Surdyka said she heard cries for help and then multiple gunshots: “pop, pop, pop.” Only one shot was fired in the fatal encounter.
“I truly believe the second yell for help was a yelp,” said Surdyka, who later dabbed away tears as prosecutors played her 911 call. “It was excruciating. I really felt it was a boy’s voice.”
During cross-examination, defense attorney Don West tried to show there was a lapse in what Surdyka saw. Defense attorneys contend Martin was on top of Zimmerman during the struggle, but after the neighborhood watch volunteer fired a shot, Zimmerman got on top of Martin.
West also challenged Surdyka about her belief that the cry for help was a boy’s voice, saying she was making an assumption about whose voice it was.
Jeannee Manalo testified after Surdyka that she believed Zimmerman was on top of Martin, saying he was the bigger of the two based on pictures she saw of Martin on television after the fight. Manalo also described hearing howling, but she couldn’t tell who it was coming from, and then a “help sound” a short time later.
Under cross-examination, defense attorney Mark O’Mara asked why she had never mentioned her belief that Zimmerman was on top in previous police interviews. He also got her to concede that her perception of Martin’s size was based on five-year-old photos she had seen of him on television that showed a younger and smaller Martin.
Martin’s parents have said they believe the cries for help captured on 911 calls made by Zimmerman’s neighbors came from their son, while Zimmerman’s father has said he believes the cries belong to his son.

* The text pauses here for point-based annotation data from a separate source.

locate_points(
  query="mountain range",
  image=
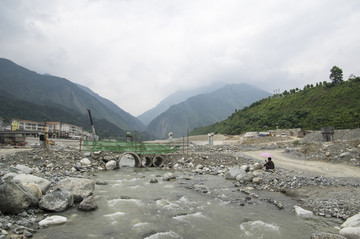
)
(204, 109)
(325, 104)
(19, 85)
(174, 99)
(26, 94)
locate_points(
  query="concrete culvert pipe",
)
(147, 161)
(158, 161)
(127, 157)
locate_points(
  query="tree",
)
(336, 75)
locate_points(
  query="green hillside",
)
(326, 104)
(46, 90)
(25, 94)
(10, 109)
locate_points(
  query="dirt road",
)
(283, 160)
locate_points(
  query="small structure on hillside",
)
(327, 133)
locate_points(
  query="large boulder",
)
(57, 201)
(24, 169)
(88, 204)
(111, 165)
(245, 178)
(350, 232)
(35, 191)
(53, 220)
(85, 162)
(302, 212)
(79, 187)
(169, 176)
(353, 221)
(234, 172)
(323, 235)
(257, 166)
(14, 197)
(42, 183)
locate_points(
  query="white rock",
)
(87, 154)
(111, 165)
(85, 162)
(353, 221)
(42, 183)
(53, 220)
(169, 176)
(24, 169)
(302, 212)
(350, 232)
(199, 166)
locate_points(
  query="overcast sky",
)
(137, 52)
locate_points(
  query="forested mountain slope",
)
(326, 104)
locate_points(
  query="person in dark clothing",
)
(269, 164)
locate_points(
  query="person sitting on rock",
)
(269, 164)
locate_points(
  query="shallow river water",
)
(132, 207)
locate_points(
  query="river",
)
(129, 206)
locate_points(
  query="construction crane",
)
(92, 126)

Both prosecutors and defense attorneys believe they could show whether Zimmerman or Martin was the aggressor in the encounter. Defense attorneys successfully argued against allowing prosecution experts who claimed the cries belonged to Martin.
Before the February 2012 shooting, Zimmerman had made about a half dozen calls to a nonemergency police number to report suspicious characters in his neighborhood. Judge Debra Nelson on Wednesday ruled that they could be played for jurors.
Prosecutors had argued that the police dispatch calls were central to their case that Zimmerman committed second-degree murder since they showed his state of mind. He was increasingly frustrated with repeated burglaries and had reached a breaking point the night he shot the unarmed teenager, prosecutors say.
Defense attorneys argued that the calls were irrelevant and that nothing matters but the seven or eight minutes before Zimmerman fired the deadly shot into Martin’s chest.
Seven of the nine jurors and alternates scribbled attentively on their notepads as the calls were played.